Topic: The Field of Battle
Bayonet Fighting
"I never saw a bayonet fight. And I never took part in one. I've walked a long way. I've been shot at with a variety of deadly weapons. And I was wounded in the Hitler Line. But I don't know anything about bayonet fighting."
The Long Road Home; The Autobiography of a Canadian Soldier in Italy in World War II, Fred Cederberg, 1984
For the next few days, with Scotty watching curiously, Albert and I hammered home our points. "One more thing," Albert said, "most of you guys think your weapon is your key to survival. Well, it isn't. And don't laugh when I tell it's your friggin' shovel. Don't go anywhere without it." He grinned crookedly when the seated men laughed. "Hell," he held it up, "it can be a weapon, if that's all you got."

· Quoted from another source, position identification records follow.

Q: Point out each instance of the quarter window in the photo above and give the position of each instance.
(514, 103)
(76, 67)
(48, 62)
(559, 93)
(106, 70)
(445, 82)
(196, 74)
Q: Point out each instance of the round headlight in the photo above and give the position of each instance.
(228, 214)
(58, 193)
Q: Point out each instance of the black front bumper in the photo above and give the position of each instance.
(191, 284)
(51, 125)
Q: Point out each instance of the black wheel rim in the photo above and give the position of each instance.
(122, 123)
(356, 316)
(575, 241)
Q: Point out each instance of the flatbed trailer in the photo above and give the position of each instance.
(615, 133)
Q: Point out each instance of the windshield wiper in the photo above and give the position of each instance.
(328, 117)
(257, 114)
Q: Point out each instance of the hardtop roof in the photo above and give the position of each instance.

"What about when you're bayonet fightin'?" a round-faced kid named Robbie Crawford asked in a high-pitched voice. "Whatta you do then? Just stick an' jab like the pamphlet says?"
I pointed to a sallow-skinned one-time Loyal Edmonton private whose thin lips barely masked a perpetual small grin. "You tell 'em about bayonet fighting, Alex, you came in with the Eddies 'way back in Sicily in July of '43."
Alex Greenwood, a thirty-one-year-old general store owner, father of three and graduate of the University of Alberta, laughed lazily.
"I never saw a bayonet fight. And I never took part in one. I've walked a long way. I've been shot at with a variety of deadly weapons. And I was wounded in the Hitler Line. But I don't know anything about bayonet fighting."